A Psychopath’s Playlist, No Diggity

After pouring over Spotify for hours and handpicking each song, you know there’s a little bit of you in every special playlist you curate, but a new study suggests your favorite song may be revealing parts of your personality you don’t want people to know. The preliminary results of a study on psychopathy reveals there’s a correlation between music and deviant personality traits. Like leaving toilet paper the wrong way up or squirting ketchup all over your fries instead of in a sensible pile at the side, listening to certain songs could prove you’re a psychopath.

Researchers at the New York University performed the pilot study, in which 200 people were quizzed as they listened to 260 songs. The purpose of their work is to find a link between musical tastes and personality disorders, in the hopes that they can identify these individuals by their playlists alone.

Psychopaths make up about one percent of the population. Despite flamboyant portrayals in horror movies like Silence of the Lambs and American Psycho, the psychopaths in real life are harder to distinguish from your well-adjusted neighbors. If these researchers can prove individual songs act as markers for this deviancy, it can help identify them quickly and easily.

There’s just one problem: according to the preliminary results, psychopaths have great taste.

Since the initial study was approved for greater funding, NYU researchers can’t reveal the full list of songs without risking the legitimacy of future testing — which will involve thousands of volunteers sitting through musical surveys. But they have reported those with the highest scores for psychopathy also happen to be the biggest fans of Blackstreet’s throwback banger, No Diggity.

Excuse us while we rename that song on our iTunes to I’m Definitely a Well-Adjusted Person. We suggest you do the same because, even if you made sure you have an iPhone 8 no one else has with a customized iPhone skin, there’s a high chance No Diggity features on your iPhone playlist just like everyone else. You don’t want to accidentally unlock your phone using Face ID and reveal to the world you’re a psychopath.

It’s unfair treatment for one of the most iconic ‘90s hits we still love. No Diggity, first released in 1996, was an instant hit in the clubs and on the charts. To this day, it’s a common retro addition to iPhone playlist and the dancefloors.
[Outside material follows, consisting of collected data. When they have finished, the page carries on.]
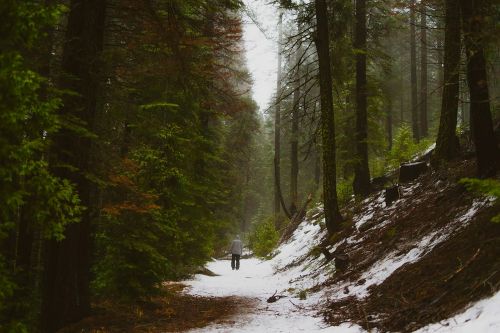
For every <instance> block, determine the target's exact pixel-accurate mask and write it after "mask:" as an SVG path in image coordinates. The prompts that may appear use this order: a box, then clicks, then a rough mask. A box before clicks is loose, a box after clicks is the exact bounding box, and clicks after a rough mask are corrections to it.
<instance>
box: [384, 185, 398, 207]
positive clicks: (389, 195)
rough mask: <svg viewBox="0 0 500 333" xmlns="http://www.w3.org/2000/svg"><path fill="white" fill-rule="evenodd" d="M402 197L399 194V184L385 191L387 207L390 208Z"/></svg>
mask: <svg viewBox="0 0 500 333" xmlns="http://www.w3.org/2000/svg"><path fill="white" fill-rule="evenodd" d="M400 197H401V194H400V192H399V185H398V184H396V185H394V186H391V187H388V188H386V189H385V205H386V206H389V205H390V204H391V203H393V202H394V201H396V200H399V198H400Z"/></svg>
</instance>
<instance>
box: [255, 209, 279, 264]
mask: <svg viewBox="0 0 500 333" xmlns="http://www.w3.org/2000/svg"><path fill="white" fill-rule="evenodd" d="M278 240H279V233H278V231H277V230H276V228H275V227H274V218H273V217H268V218H267V219H264V220H262V221H261V222H258V223H256V224H254V229H253V230H252V232H251V233H250V237H249V243H250V248H251V249H252V251H253V253H254V254H255V255H256V256H258V257H261V258H266V257H268V256H269V254H270V253H271V251H272V250H273V249H274V248H275V246H276V245H277V243H278Z"/></svg>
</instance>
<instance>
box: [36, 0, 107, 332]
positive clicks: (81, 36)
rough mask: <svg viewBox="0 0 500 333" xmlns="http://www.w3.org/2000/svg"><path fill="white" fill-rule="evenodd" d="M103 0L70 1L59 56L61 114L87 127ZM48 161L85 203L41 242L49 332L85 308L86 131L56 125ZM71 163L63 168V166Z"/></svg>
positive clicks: (85, 264) (61, 176)
mask: <svg viewBox="0 0 500 333" xmlns="http://www.w3.org/2000/svg"><path fill="white" fill-rule="evenodd" d="M105 9H106V2H105V1H104V0H72V1H71V4H70V11H69V15H68V23H67V30H66V36H65V45H64V49H63V57H62V63H61V66H62V71H63V77H62V78H61V86H62V88H64V89H69V90H72V91H74V92H75V93H76V94H74V95H66V96H65V98H64V106H63V107H62V108H61V110H60V111H61V116H62V117H63V118H65V119H66V120H67V121H75V119H78V121H76V122H75V124H74V125H77V126H80V127H83V128H85V130H86V131H87V132H91V130H92V127H93V122H94V119H95V115H96V109H97V94H98V91H99V90H98V89H99V80H98V77H97V72H98V70H99V65H98V63H99V62H98V58H99V56H100V53H101V50H102V44H103V36H104V21H105ZM53 142H54V144H53V149H52V152H51V153H52V156H51V165H52V168H53V171H54V173H55V174H56V175H57V176H59V177H61V178H64V179H68V180H69V181H70V182H72V183H73V184H75V186H76V189H77V191H78V194H79V197H80V200H81V203H82V205H83V206H84V207H86V210H85V212H84V213H83V215H82V218H81V221H80V222H79V223H75V224H71V225H69V226H67V228H66V230H65V232H64V234H65V238H64V240H62V241H55V240H53V241H50V242H49V243H48V244H47V255H46V267H45V276H44V290H43V292H42V309H41V328H42V331H43V332H54V331H57V330H58V329H59V328H61V327H63V326H65V325H66V324H68V323H71V322H75V321H78V320H80V319H81V318H83V317H84V316H85V315H87V314H88V313H89V311H90V291H89V275H90V245H91V241H90V232H91V227H90V220H91V214H92V212H93V208H92V200H91V192H92V186H93V184H92V183H91V182H90V181H89V180H88V179H87V177H86V174H88V173H89V172H91V165H90V163H89V160H90V151H91V139H90V138H89V135H82V134H81V133H77V132H75V131H74V130H71V129H70V128H62V129H61V130H60V131H59V133H57V135H55V136H54V137H53ZM68 165H69V166H71V167H67V166H68Z"/></svg>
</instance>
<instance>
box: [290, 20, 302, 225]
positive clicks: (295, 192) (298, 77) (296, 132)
mask: <svg viewBox="0 0 500 333" xmlns="http://www.w3.org/2000/svg"><path fill="white" fill-rule="evenodd" d="M298 30H299V32H300V26H299V29H298ZM300 57H301V47H300V44H299V45H298V47H297V50H296V54H295V90H294V92H293V111H292V142H291V155H290V160H291V161H290V162H291V163H290V164H291V165H290V201H291V202H290V214H291V215H292V216H293V215H295V213H296V212H297V205H298V177H299V104H300Z"/></svg>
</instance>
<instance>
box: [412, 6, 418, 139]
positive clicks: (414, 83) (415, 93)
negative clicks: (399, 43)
mask: <svg viewBox="0 0 500 333" xmlns="http://www.w3.org/2000/svg"><path fill="white" fill-rule="evenodd" d="M415 6H416V4H415V0H411V3H410V84H411V123H412V130H413V139H414V140H415V141H417V142H418V141H420V126H419V124H418V118H419V117H418V99H417V95H418V94H417V39H416V33H415V25H416V20H415Z"/></svg>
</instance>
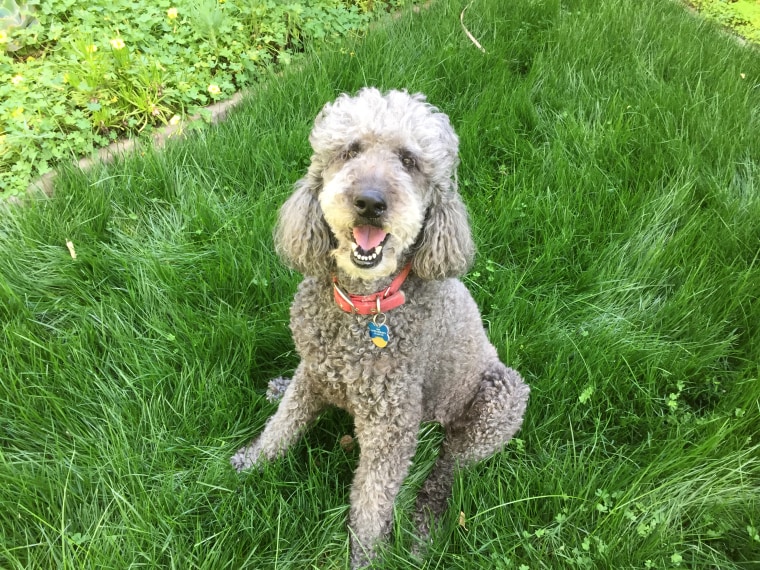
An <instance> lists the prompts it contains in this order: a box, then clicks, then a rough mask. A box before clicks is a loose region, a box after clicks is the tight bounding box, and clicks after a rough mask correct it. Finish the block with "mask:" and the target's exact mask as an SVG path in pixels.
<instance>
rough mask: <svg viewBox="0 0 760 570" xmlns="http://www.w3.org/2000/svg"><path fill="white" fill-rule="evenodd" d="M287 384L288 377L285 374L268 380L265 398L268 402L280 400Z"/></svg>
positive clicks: (287, 386) (285, 388)
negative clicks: (285, 375) (266, 395)
mask: <svg viewBox="0 0 760 570" xmlns="http://www.w3.org/2000/svg"><path fill="white" fill-rule="evenodd" d="M288 384H290V378H286V377H285V376H278V377H277V378H273V379H272V380H270V381H269V384H267V400H269V401H270V402H276V401H278V400H280V399H281V398H282V396H283V394H285V389H286V388H287V387H288Z"/></svg>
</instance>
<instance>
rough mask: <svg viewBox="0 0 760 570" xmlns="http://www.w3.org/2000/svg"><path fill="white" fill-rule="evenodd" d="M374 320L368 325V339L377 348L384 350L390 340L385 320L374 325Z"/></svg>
mask: <svg viewBox="0 0 760 570" xmlns="http://www.w3.org/2000/svg"><path fill="white" fill-rule="evenodd" d="M383 316H385V315H383ZM376 318H377V315H375V319H376ZM375 319H372V320H371V321H370V322H369V323H368V326H369V338H370V339H371V340H372V342H373V343H375V346H377V347H378V348H385V347H386V346H387V345H388V341H389V340H390V334H389V331H388V325H386V324H385V322H384V321H385V319H383V322H382V323H380V324H378V323H376V322H375Z"/></svg>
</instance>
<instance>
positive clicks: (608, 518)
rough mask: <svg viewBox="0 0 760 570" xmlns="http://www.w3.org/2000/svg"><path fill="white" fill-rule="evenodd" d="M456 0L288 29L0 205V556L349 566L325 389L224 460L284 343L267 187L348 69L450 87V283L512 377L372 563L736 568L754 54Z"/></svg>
mask: <svg viewBox="0 0 760 570" xmlns="http://www.w3.org/2000/svg"><path fill="white" fill-rule="evenodd" d="M465 5H466V3H465V2H445V1H440V2H439V3H436V4H434V5H433V6H432V7H431V8H430V9H428V10H423V11H422V12H421V13H419V14H412V13H410V14H406V15H404V16H403V17H401V18H399V19H397V20H389V21H388V23H387V25H386V26H383V27H378V28H376V29H374V30H373V31H372V33H371V34H370V35H369V37H367V38H366V39H365V40H364V41H362V42H361V43H357V44H355V45H348V46H347V47H346V49H344V50H342V51H341V50H336V51H335V52H323V53H319V54H312V55H311V56H310V57H309V58H308V59H307V61H306V63H305V64H304V65H303V67H302V68H301V69H300V70H299V71H298V72H296V71H293V72H292V73H289V74H285V75H284V76H282V77H279V78H273V79H271V80H270V81H268V82H267V83H265V84H263V85H262V86H261V88H260V89H258V90H257V91H255V92H254V93H253V94H252V95H251V97H250V98H249V99H248V101H247V103H245V104H244V105H243V106H242V107H241V108H239V109H238V110H237V111H236V112H235V113H234V114H233V116H232V117H231V118H230V119H229V120H228V121H227V122H225V123H224V124H222V125H220V126H219V127H218V128H214V129H211V130H208V131H202V132H198V133H196V134H195V135H194V136H193V137H191V138H190V139H188V140H186V141H183V142H180V143H176V144H174V145H171V146H170V147H169V148H168V149H167V150H166V151H164V152H161V153H158V152H153V151H151V150H149V149H145V150H144V152H143V153H142V155H141V156H137V157H136V158H134V159H130V160H128V161H126V162H124V163H121V164H117V165H115V166H113V167H110V168H108V169H98V170H96V171H93V172H91V173H90V174H89V175H82V174H78V173H75V172H69V173H65V174H64V175H63V176H62V177H61V178H60V179H59V183H58V188H57V192H56V194H55V196H54V198H52V199H50V200H40V201H36V202H33V203H31V204H29V205H27V206H26V207H23V208H12V209H10V210H9V212H8V214H5V215H4V216H3V217H2V218H0V249H1V250H2V252H3V255H2V256H0V301H1V302H0V330H1V331H2V348H0V567H2V568H56V567H57V568H80V567H81V568H115V569H121V568H131V567H149V568H175V567H176V568H183V569H184V568H209V569H217V568H257V569H258V568H261V569H267V568H293V569H304V568H319V569H323V568H345V567H346V566H347V549H348V546H347V534H346V529H345V518H346V513H347V503H348V487H349V485H350V481H351V473H352V470H353V468H354V466H355V463H356V460H357V451H355V450H354V451H344V450H343V449H341V447H340V446H339V444H338V440H339V439H340V437H341V436H342V435H344V434H346V433H350V432H351V421H350V419H349V418H347V417H346V416H345V415H344V414H343V413H341V412H339V411H331V412H329V413H328V414H326V415H325V416H323V417H322V418H321V419H320V420H319V422H318V423H317V425H316V426H314V428H313V429H311V430H310V431H309V432H308V434H307V435H306V437H305V438H304V439H303V440H302V441H301V442H300V443H299V444H297V445H296V446H295V447H294V448H293V449H292V450H291V451H290V452H289V453H288V455H287V457H286V458H284V459H283V460H281V461H278V462H276V463H274V464H272V465H270V466H268V467H267V468H266V469H265V470H264V471H262V472H261V473H254V474H248V475H244V476H242V477H240V476H238V475H237V474H235V473H234V472H233V471H232V469H231V468H230V467H229V465H228V462H227V458H228V456H229V455H230V454H231V453H232V452H233V450H234V449H236V447H237V446H239V445H241V444H242V443H244V442H245V441H246V440H248V439H249V438H250V437H252V436H253V435H254V434H256V433H257V432H258V431H259V430H260V429H261V427H262V425H263V423H264V421H265V420H266V418H267V417H268V416H269V415H270V414H271V413H272V411H273V405H271V404H269V403H267V402H266V400H265V399H264V395H263V392H264V388H265V386H266V382H267V380H268V379H269V378H271V377H273V376H277V375H279V374H281V373H287V372H288V371H289V370H292V368H293V367H294V366H295V365H296V362H297V358H296V355H295V354H294V353H293V349H292V344H291V341H290V338H289V333H288V329H287V309H288V305H289V302H290V299H291V296H292V293H293V290H294V288H295V286H296V284H297V282H298V280H299V276H298V275H295V274H292V273H290V272H288V271H287V270H286V269H284V268H283V266H282V265H281V264H280V263H279V261H278V260H277V259H276V258H275V256H274V255H273V253H272V243H271V228H272V225H273V222H274V218H275V213H276V210H277V207H278V206H279V204H281V203H282V201H283V200H284V199H285V197H286V196H287V194H288V193H289V191H290V189H291V187H292V184H293V182H294V181H295V180H297V179H298V178H299V176H300V175H301V174H302V173H303V172H304V170H305V167H306V165H307V163H308V159H309V154H310V151H309V148H308V142H307V135H308V132H309V128H310V124H311V121H312V120H313V117H314V115H315V114H316V113H317V111H318V110H319V109H320V107H321V106H322V104H324V102H325V101H328V100H330V99H332V98H333V97H334V96H335V95H336V94H337V93H339V92H341V91H355V90H356V89H358V88H359V87H360V86H362V85H365V84H372V85H378V86H380V87H382V88H391V87H407V88H408V89H410V90H413V91H417V90H419V91H423V92H425V93H427V94H428V96H429V99H430V100H431V101H432V102H434V103H435V104H437V105H438V106H440V108H441V109H442V110H444V111H445V112H447V113H448V114H449V115H450V116H451V119H452V122H453V124H454V126H455V128H456V129H457V131H458V133H459V135H460V138H461V150H462V153H461V158H462V164H461V167H460V172H459V181H460V188H461V191H462V194H463V196H464V198H465V200H466V201H467V204H468V207H469V209H470V211H471V214H472V222H473V226H474V232H475V237H476V241H477V243H478V246H479V256H478V259H477V262H476V265H475V267H474V268H473V270H472V271H471V272H470V274H469V275H468V276H467V277H466V278H465V281H466V282H467V284H468V286H469V287H470V289H471V290H472V291H473V294H474V295H475V297H476V299H477V301H478V303H479V305H480V306H481V308H482V310H483V318H484V322H485V324H486V326H487V327H488V330H489V334H490V337H491V339H492V340H493V342H494V343H495V344H496V346H497V348H498V349H499V352H500V354H501V356H502V357H503V359H504V360H505V361H506V362H508V363H509V364H511V365H512V366H514V367H516V368H517V369H519V370H520V371H521V372H522V373H523V374H524V375H525V377H526V378H527V380H528V382H529V383H530V384H531V387H532V393H531V401H530V405H529V408H528V413H527V416H526V420H525V424H524V427H523V430H522V431H521V432H520V434H519V439H518V440H515V441H514V442H512V443H511V444H510V445H509V447H508V448H507V450H506V451H505V452H504V453H502V454H499V455H498V456H496V457H494V458H492V459H490V460H488V461H486V462H484V463H481V464H479V465H477V466H474V467H472V468H470V469H468V470H466V471H465V472H463V473H462V474H461V475H460V476H459V477H458V479H457V482H456V485H455V490H454V496H453V499H452V505H451V508H450V509H449V512H448V513H447V518H446V520H445V523H444V525H443V527H442V528H441V529H440V531H439V532H438V533H437V534H436V535H435V539H434V542H433V545H432V546H431V548H430V550H429V552H428V555H427V558H426V559H425V561H424V562H413V561H411V559H410V557H409V555H408V548H409V546H410V544H411V542H412V540H411V538H410V533H411V532H412V525H411V523H410V521H409V508H410V506H411V504H412V503H413V501H414V492H415V489H416V486H417V485H419V484H420V482H421V480H422V478H423V477H424V474H425V472H426V469H427V468H429V467H430V465H431V461H432V459H433V457H434V453H435V449H436V445H437V443H438V442H439V440H440V432H439V431H438V430H436V429H434V428H432V427H426V428H425V429H423V431H422V444H421V447H420V450H419V453H418V456H417V458H416V461H415V465H414V467H413V468H412V473H411V475H410V478H409V480H408V482H407V484H406V485H405V487H404V489H403V490H402V493H401V495H400V497H399V500H398V505H399V507H401V508H400V509H398V510H397V516H396V523H395V531H396V532H395V534H394V538H393V540H392V541H391V542H390V543H389V545H388V546H387V549H386V552H385V555H384V561H383V562H382V563H378V565H377V567H378V568H387V569H396V568H398V569H401V568H411V567H424V568H431V569H432V568H441V569H443V568H445V569H460V568H461V569H470V568H472V569H478V568H495V569H497V570H502V569H507V568H515V569H518V568H530V569H538V568H616V569H618V568H677V567H682V568H721V569H723V568H746V569H749V568H757V567H758V565H760V536H758V532H759V530H758V529H760V514H759V513H760V427H759V426H760V423H759V421H758V420H759V415H760V409H759V405H758V400H759V398H760V386H759V384H758V373H759V372H760V370H759V368H760V366H759V365H758V362H760V336H759V335H760V333H759V332H758V331H759V330H760V329H759V328H758V323H759V322H760V301H759V300H758V293H760V254H758V249H759V247H758V245H759V244H760V196H758V190H760V188H758V184H757V180H760V137H758V136H757V133H758V132H760V116H759V115H758V109H759V108H760V95H759V94H758V88H757V86H758V81H759V80H760V59H759V58H758V55H757V53H756V52H754V51H752V50H748V49H746V48H744V49H743V48H741V47H740V46H738V45H737V44H736V43H735V42H734V41H733V40H731V39H729V38H727V37H726V36H725V35H724V34H722V33H721V32H720V31H719V30H717V29H716V28H715V27H714V26H712V25H711V24H709V23H705V22H704V21H701V20H699V19H697V18H695V17H693V16H692V15H690V14H688V13H687V12H686V11H685V10H684V9H683V8H682V7H681V6H679V5H678V4H675V3H671V2H666V1H655V0H648V1H641V2H627V1H626V2H618V1H617V0H602V1H595V2H591V1H585V2H584V1H572V2H571V1H567V2H562V3H560V2H556V1H551V0H546V1H542V2H539V1H535V0H514V1H513V2H510V3H509V6H508V8H505V6H504V3H503V2H502V1H501V0H476V1H475V2H474V3H473V4H472V5H471V6H470V7H469V8H468V10H467V12H466V13H465V23H466V24H467V26H468V28H469V29H470V31H471V32H472V33H473V35H474V36H475V37H476V38H478V40H479V41H480V42H481V43H482V44H483V46H484V47H485V49H486V50H487V53H486V54H485V55H484V54H481V53H480V52H479V51H478V50H477V49H476V48H475V47H474V46H473V45H472V44H471V43H470V41H469V40H468V39H467V38H466V37H465V36H464V34H463V33H462V31H461V28H460V24H459V14H460V12H461V10H462V8H463V7H464V6H465ZM352 53H353V55H352ZM742 74H744V75H743V76H742ZM8 207H9V208H11V207H10V206H8ZM67 240H71V241H72V242H73V244H74V247H75V249H76V252H77V258H76V259H75V260H74V259H72V258H71V257H70V255H69V253H68V251H67V248H66V245H65V244H66V241H67ZM460 512H462V513H464V516H465V522H466V530H465V529H464V528H461V527H460V526H459V524H458V521H459V513H460Z"/></svg>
Its official video has over 127 million views, and everyone from Chet Faker to Ed Sheeran has covered or remixed it.

It, alongside Eminem’s, Lose Yourself, is one of the few songs the NYU team is willing to name, but they reveal there are other songs that are better at predicting the psychopathic personality than these two examples. In the fever of conspiracy theory thinking, it’s interesting to note that both artists have a connection to Dr. Dre, so maybe this list of psycho favorites includes one of his original songs. But that could just resentment over Dre’s Beats shining through.

On the other end of the spectrum, fans of The Knack’s My Sharona were the least likely to have this personality disorder. Those that scored low on the scale were also fans of Sia’sTitanium.

As for the other songs that prove you’re not a psychopath, they won’t be published until the major study is completed and peer-reviewed. Until then, curating a playlist will be a bit of a gamble. You might unknowingly build a mix that distinguishes you as a deviant. Or not. Considering psychopaths make up a tiny portion of the population, your playlist will reveal nothing worse than the play count for Kesha’s Sleazy Remix 2.0 Get Sleazier, a.k.a. your guilty pleasure.